Letters to the Editor for Sept. 14, 2012
Obama film was revealing and, potentially, scary
Last week, I had the experience of watching “2016.” I had had mixed expectations before I went, thinking there would be a certain amount of Obama- or Democrat-bashing. There was neither. Instead, I saw a portrayal of the ascent of a young politician with limited government experience and no business background to the highest office in the land. The purpose of the documentary was to find out what motivates this young man, Barack Hussein Obama, and I think it succeeded.
If the producers of this film were accurate in their theorizations, I just witnessed the scariest movie of my life! Before the film moves to other venues, you owe it to yourselves to spend a little time in a theater, currently the Eltrym in Baker City, and watch it.
Robert L. Heriza
Remembering a great hike, and a better friend
In reading your wonderful article in the Herald (Sept. 7) about your Eagle Cap Wilderness hike, I relived a four-day trip in 1977 — up Main Eagle, down Trail Creek to Minam River, over the pass to the Lakes Basin, Glacier Lake, Frazier Lake, up Polaris Pass, and down East Fork Wallowa to Wallowa Lake — which I took with former Baker County Librarian Ron Walrod and Frey, his big Malamute dog. Frey carried his own food.

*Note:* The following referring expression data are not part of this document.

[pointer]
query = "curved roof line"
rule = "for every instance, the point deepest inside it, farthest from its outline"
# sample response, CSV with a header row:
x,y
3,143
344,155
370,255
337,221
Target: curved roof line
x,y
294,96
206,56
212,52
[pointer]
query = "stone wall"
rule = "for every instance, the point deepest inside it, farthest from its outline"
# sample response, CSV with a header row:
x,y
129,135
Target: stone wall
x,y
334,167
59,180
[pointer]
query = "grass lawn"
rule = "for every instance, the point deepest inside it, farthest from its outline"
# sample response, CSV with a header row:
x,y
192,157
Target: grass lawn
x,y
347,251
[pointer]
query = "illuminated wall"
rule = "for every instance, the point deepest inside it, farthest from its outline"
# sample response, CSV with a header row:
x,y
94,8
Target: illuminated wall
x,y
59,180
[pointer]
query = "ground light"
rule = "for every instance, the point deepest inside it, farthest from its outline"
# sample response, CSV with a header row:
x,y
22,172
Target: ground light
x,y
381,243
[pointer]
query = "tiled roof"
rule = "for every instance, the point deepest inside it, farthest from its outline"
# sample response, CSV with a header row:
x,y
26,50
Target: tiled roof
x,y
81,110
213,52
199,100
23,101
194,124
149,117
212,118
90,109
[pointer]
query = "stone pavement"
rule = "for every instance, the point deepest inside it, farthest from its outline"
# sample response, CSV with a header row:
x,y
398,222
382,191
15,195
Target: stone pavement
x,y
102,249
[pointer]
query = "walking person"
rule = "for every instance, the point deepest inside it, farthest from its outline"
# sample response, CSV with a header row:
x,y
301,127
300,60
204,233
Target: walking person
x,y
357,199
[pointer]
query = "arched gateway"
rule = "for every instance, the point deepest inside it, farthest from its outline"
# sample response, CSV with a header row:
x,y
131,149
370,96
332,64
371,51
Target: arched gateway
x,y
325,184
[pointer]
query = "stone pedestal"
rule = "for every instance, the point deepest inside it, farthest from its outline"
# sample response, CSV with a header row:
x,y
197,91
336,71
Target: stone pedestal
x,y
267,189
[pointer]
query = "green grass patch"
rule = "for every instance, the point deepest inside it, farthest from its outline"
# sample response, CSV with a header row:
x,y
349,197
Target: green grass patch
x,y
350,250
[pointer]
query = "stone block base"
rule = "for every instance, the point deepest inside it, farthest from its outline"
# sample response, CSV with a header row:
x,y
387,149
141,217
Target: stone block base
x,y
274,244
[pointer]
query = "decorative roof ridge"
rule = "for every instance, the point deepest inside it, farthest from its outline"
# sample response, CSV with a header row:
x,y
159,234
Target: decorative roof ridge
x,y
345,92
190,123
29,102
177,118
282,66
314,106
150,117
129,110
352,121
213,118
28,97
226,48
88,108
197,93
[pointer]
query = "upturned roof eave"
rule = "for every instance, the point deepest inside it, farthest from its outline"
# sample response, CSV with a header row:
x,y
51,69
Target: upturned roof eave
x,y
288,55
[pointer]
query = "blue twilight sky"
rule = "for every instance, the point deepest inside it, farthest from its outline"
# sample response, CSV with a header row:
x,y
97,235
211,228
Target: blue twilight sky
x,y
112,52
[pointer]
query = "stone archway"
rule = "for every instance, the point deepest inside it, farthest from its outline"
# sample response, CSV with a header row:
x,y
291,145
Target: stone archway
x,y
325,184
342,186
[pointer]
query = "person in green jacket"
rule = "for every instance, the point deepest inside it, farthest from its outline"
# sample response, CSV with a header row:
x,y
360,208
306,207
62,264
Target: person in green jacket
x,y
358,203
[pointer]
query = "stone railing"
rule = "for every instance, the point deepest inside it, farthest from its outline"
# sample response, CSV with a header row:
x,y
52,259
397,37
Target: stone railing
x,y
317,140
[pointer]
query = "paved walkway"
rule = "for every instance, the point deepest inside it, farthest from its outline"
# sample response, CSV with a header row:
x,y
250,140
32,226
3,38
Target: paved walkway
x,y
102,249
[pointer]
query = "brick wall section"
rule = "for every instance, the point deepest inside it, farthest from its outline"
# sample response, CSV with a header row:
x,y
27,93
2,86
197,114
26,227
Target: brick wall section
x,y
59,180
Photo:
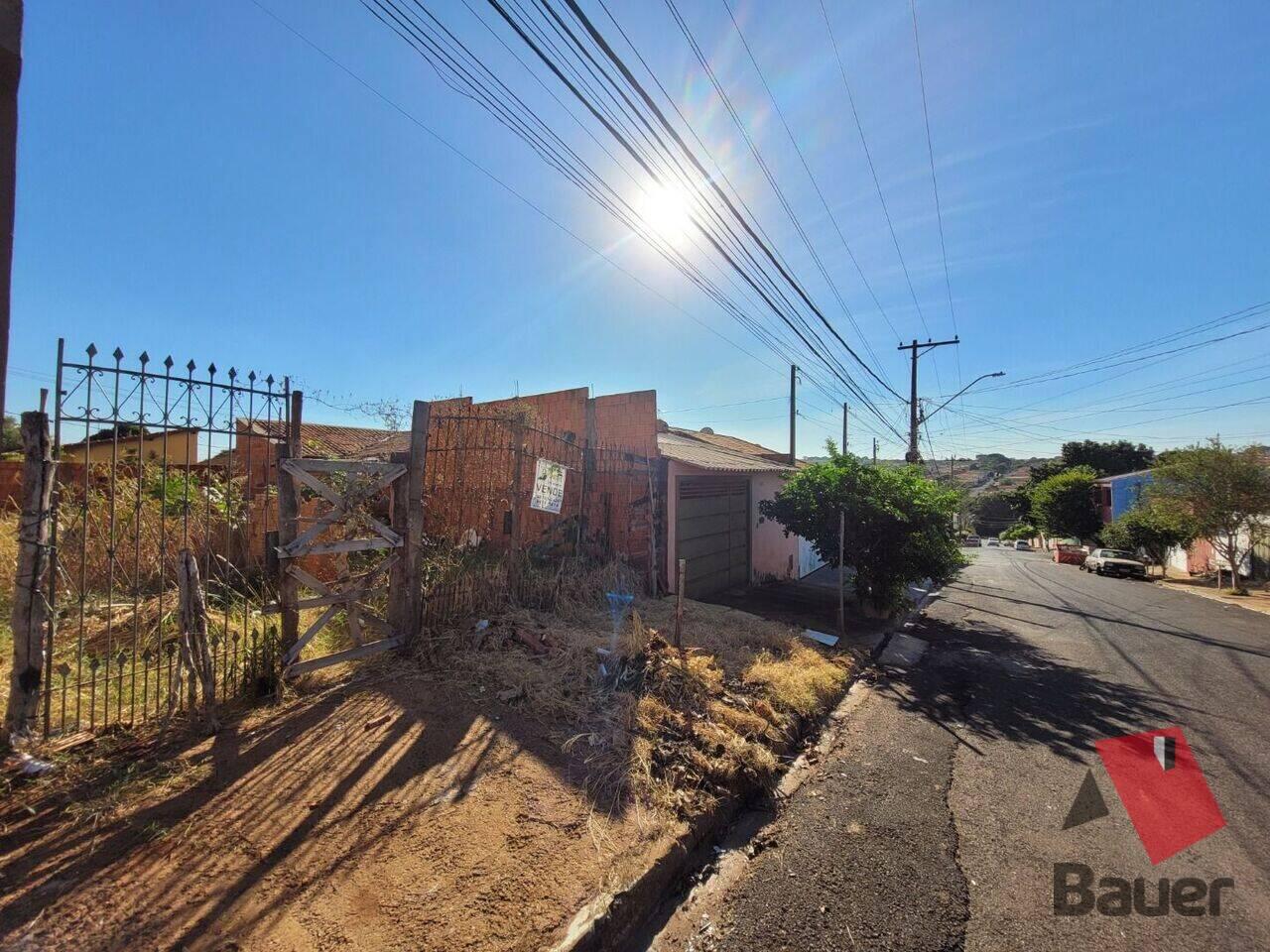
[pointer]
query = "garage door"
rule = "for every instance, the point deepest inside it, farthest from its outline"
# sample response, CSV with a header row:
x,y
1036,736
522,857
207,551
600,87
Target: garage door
x,y
711,532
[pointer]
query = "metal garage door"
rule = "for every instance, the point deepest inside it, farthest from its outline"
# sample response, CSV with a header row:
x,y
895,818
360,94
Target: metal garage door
x,y
711,531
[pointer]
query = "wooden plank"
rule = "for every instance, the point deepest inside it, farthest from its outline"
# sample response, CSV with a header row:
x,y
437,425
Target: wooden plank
x,y
348,544
370,467
420,422
289,522
30,615
352,654
399,583
340,508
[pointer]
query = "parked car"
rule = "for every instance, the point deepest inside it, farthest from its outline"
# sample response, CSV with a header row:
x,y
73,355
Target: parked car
x,y
1070,555
1114,561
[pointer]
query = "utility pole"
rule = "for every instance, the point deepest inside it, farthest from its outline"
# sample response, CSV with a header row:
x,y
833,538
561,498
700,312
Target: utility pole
x,y
793,408
10,71
915,413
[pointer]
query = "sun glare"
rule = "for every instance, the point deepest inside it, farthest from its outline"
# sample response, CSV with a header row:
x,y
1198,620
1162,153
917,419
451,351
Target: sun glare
x,y
667,212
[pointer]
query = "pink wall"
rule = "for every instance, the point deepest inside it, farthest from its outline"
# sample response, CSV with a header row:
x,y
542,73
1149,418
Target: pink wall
x,y
770,551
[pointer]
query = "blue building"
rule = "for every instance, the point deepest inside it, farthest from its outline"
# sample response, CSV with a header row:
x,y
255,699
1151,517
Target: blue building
x,y
1115,495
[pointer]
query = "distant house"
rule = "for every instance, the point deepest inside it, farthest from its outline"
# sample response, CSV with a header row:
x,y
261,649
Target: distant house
x,y
1115,495
125,443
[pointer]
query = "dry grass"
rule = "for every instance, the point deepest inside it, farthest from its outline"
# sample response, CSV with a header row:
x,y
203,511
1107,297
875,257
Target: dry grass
x,y
8,579
672,730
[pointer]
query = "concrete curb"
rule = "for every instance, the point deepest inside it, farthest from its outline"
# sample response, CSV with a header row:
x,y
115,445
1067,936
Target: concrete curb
x,y
612,919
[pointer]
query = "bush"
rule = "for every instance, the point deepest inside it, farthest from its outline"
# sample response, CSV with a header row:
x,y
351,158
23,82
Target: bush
x,y
898,524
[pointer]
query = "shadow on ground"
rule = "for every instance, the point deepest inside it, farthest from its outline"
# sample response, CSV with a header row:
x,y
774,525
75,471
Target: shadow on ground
x,y
273,805
984,683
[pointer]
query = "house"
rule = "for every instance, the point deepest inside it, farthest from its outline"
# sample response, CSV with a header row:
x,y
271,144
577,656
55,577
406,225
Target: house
x,y
712,486
1115,495
125,443
706,485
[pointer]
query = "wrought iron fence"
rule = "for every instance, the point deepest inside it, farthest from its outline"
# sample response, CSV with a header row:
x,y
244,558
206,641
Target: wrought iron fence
x,y
154,460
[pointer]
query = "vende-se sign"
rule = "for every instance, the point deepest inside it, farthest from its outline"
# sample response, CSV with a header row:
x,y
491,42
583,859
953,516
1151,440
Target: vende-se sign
x,y
548,486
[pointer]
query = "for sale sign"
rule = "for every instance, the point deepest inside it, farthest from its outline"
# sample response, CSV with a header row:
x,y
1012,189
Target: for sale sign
x,y
548,486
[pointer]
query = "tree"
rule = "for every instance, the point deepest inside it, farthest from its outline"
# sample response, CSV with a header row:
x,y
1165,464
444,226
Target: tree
x,y
992,512
1223,492
1152,529
10,436
1064,504
898,524
1107,458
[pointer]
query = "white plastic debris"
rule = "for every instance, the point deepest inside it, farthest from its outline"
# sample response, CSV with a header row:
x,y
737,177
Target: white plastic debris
x,y
829,640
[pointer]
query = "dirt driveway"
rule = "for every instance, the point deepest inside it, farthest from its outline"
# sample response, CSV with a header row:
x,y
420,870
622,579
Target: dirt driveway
x,y
302,828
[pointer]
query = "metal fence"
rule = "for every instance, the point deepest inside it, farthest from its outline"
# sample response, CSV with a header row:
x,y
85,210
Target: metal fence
x,y
155,460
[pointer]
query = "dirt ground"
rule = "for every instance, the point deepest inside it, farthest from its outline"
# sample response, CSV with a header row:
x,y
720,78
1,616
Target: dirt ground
x,y
408,807
1257,598
453,824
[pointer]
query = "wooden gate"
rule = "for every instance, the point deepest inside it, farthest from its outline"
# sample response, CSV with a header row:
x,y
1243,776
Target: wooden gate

Ron was one of the healthiest and most fit persons I have ever known. He was a vegetarian long before it became common. And every day of the week, he ran seven miles behind his dogsled (on wheels) pulled by his team of huskies and Frey. He introduced me to long-distance running and competing together in 10Ks and half-marathons. In the winter we cross-country skied high into the Elkhorns and camped on snow when the temperature was as low as 5 degrees.
Your trek over Polaris Pass brought back the special memory of our climb out of Frazier Lake, up the steep west side of Polaris Pass, and over to Aneroid Lake. By the time we reached the top of the pass, after hiking switchback after switchback up 3,000 vertical feet of sharp scree, Ron was suffering silently from huge blisters on both heals and Frey’s paws were bleeding.
Ron was very tough with a high tolerance for pain. When we reached Anaroid Lake the air temperature was a rare 80 degrees. Nevertheless, I dared do no more than soak my aching feet in the still-frigid water. Ron stripped down and swam for about 20 minutes.
Ron’s healthy living did not save him from a cancerous brain tumor that surgery was only able to partially remove. The county’s popular librarian died in 1982 at age 33.